Artificial intelligence generally falls under two broad categories:
- Narrow AI: Sometimes referred to as “Weak AI,” this kind of artificial intelligence operates within a limited context and is a simulation of human intelligence. Narrow AI is often focused on performing a single task extremely well and while these machines may seem intelligent, they are operating under far more constraints and limitations than even the most basic human intelligence.
- Artificial General Intelligence (AGI): AGI, sometimes referred to as “Strong AI,” is the kind of artificial intelligence we see in the movies, like the robots from Westworld or Data from Star Trek: The Next Generation. AGI is a machine with general intelligence and, much like a human being, it can apply that intelligence to solve any problem.
ARTIFICIAL INTELLIGENCE EXAMPLES
- Smart assistants (like Siri and Alexa)
- Disease mapping and prediction tools
- Manufacturing and drone robots
- Optimized, personalized healthcare treatment recommendations
- Conversational bots for marketing and customer service
- Robo-advisors for stock trading
- Spam filters on email
- Social media monitoring tools for dangerous content or false news
- Song or TV show recommendations from Spotify and Netflix
Narrow Artificial Intelligence
Narrow AI is all around us and is easily the most successful realization of artificial intelligence to date. With its focus on performing specific tasks, Narrow AI has experienced numerous breakthroughs in the last decade that have had “significant societal benefits and have contributed to the economic vitality of the nation,” according to “Preparing for the Future of Artificial Intelligence,” a 2016 report released by the Obama Administration.

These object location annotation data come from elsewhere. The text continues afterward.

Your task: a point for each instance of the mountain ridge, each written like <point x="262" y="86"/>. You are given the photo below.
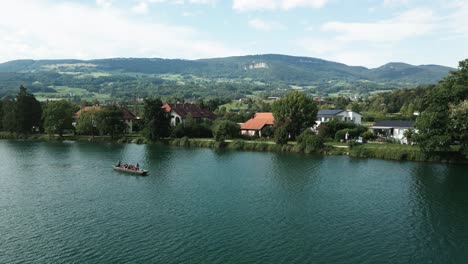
<point x="237" y="76"/>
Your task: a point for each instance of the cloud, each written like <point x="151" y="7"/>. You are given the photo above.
<point x="181" y="2"/>
<point x="141" y="8"/>
<point x="371" y="43"/>
<point x="394" y="2"/>
<point x="410" y="24"/>
<point x="265" y="26"/>
<point x="104" y="3"/>
<point x="249" y="5"/>
<point x="85" y="32"/>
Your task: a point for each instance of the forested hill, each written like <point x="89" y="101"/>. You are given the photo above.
<point x="269" y="72"/>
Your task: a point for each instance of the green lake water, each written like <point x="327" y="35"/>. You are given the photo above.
<point x="63" y="203"/>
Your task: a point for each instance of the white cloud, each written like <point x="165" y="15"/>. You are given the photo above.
<point x="104" y="3"/>
<point x="141" y="8"/>
<point x="373" y="43"/>
<point x="266" y="26"/>
<point x="410" y="24"/>
<point x="181" y="2"/>
<point x="250" y="5"/>
<point x="394" y="2"/>
<point x="84" y="32"/>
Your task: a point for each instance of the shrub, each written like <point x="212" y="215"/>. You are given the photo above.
<point x="281" y="135"/>
<point x="225" y="129"/>
<point x="367" y="135"/>
<point x="308" y="142"/>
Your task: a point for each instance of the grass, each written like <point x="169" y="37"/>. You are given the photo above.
<point x="66" y="92"/>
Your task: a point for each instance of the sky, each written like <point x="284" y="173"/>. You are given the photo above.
<point x="366" y="33"/>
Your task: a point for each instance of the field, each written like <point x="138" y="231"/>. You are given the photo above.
<point x="65" y="92"/>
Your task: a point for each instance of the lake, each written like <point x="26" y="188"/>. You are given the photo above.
<point x="61" y="202"/>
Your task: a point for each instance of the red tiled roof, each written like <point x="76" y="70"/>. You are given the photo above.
<point x="184" y="110"/>
<point x="258" y="121"/>
<point x="127" y="114"/>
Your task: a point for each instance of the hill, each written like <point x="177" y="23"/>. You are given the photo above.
<point x="260" y="75"/>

A few examples of Narrow AI include:
- Google search
- Image recognition software
- Siri, Alexa and other personal assistants
- Self-driving cars
- IBM’s Watson
Machine Learning & Deep Learning
Much of Narrow AI is powered by breakthroughs in machine learning and deep learning. Understanding the difference between artificial intelligence, machine learning and deep learning can be confusing. Venture capitalist Frank Chen provides a good overview of how to distinguish between them, noting:
“Artificial intelligence is a set of algorithms and intelligence to try to mimic human intelligence. Machine learning is one of them, and deep learning is one of those machine learning techniques.”
Simply put, machine learning feeds a computer data and uses statistical techniques to help it “learn” how to get progressively better at a task, without having been specifically programmed for that task, eliminating the need for millions of lines of written code. Machine learning consists of both supervised learning (using labeled data sets) and unsupervised learning (using unlabeled data sets).

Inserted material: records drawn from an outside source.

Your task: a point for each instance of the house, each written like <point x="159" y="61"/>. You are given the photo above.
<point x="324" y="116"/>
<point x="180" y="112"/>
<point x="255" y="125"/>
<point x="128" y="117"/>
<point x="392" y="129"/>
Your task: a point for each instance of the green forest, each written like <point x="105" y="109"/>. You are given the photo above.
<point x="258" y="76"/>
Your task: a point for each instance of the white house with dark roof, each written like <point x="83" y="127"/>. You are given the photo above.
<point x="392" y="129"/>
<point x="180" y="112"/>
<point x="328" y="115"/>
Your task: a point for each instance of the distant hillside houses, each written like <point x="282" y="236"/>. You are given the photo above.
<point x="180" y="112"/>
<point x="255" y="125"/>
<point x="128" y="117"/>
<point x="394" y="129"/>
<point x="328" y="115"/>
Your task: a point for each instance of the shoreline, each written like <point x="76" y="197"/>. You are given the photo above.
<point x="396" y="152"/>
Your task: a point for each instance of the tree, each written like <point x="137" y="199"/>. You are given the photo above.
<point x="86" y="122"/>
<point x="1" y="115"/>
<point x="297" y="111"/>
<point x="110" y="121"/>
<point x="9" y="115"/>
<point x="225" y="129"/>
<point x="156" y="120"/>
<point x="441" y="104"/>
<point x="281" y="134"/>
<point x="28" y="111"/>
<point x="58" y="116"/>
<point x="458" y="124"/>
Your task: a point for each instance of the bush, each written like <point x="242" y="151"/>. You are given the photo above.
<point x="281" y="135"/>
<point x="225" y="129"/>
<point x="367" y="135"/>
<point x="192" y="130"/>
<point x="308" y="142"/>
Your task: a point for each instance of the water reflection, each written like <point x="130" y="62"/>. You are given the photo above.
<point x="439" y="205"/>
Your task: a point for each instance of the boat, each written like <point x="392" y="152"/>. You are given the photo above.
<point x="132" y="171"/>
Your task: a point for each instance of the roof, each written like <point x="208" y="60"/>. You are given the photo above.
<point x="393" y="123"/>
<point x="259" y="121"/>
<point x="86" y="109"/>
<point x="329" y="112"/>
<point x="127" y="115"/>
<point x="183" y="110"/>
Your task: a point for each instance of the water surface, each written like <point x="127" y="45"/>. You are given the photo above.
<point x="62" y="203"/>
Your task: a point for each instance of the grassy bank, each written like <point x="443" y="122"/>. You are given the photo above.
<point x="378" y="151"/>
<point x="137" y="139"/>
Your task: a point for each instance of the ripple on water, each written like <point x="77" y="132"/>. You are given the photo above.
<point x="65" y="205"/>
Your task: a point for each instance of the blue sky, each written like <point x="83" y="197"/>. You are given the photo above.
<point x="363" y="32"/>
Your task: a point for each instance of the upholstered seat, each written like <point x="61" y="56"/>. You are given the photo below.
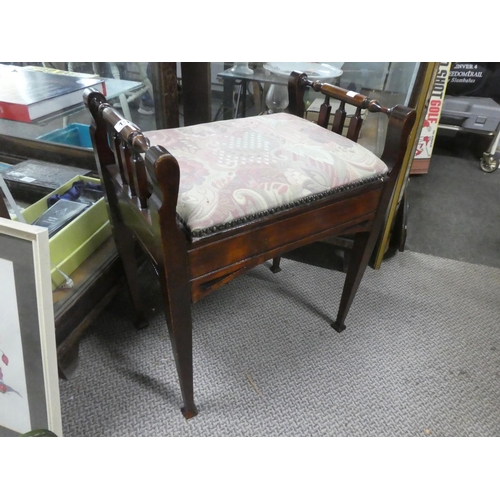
<point x="209" y="202"/>
<point x="239" y="170"/>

Deep learning is a type of machine learning that runs inputs through a biologically-inspired neural network architecture. The neural networks contain a number of hidden layers through which the data is processed, allowing the machine to go “deep” in its learning, making connections and weighting input for the best results.
Artificial General Intelligence
The creation of a machine with human-level intelligence that can be applied to any task is the Holy Grail for many AI researchers, but the quest for AGI has been fraught with difficulty.
The search for a “universal algorithm for learning and acting in any environment,” (Russel and Norvig 27) isn’t new, but time hasn’t eased the difficulty of essentially creating a machine with a full set of cognitive abilities.
AGI has long been the muse of dystopian science fiction, in which super-intelligent robots overrun humanity, but experts agree it’s not something we need to worry about anytime soon.
Intelligent robots and artificial beings first appeared in the ancient Greek myths of Antiquity. Aristotle’s development of the syllogism and it’s use of deductive reasoning was a key moment in mankind’s quest to understand its own intelligence. While the roots are long and deep, the history of artificial intelligence as we think of it today spans less than a century. The following is a quick look at some of the most important events in AI.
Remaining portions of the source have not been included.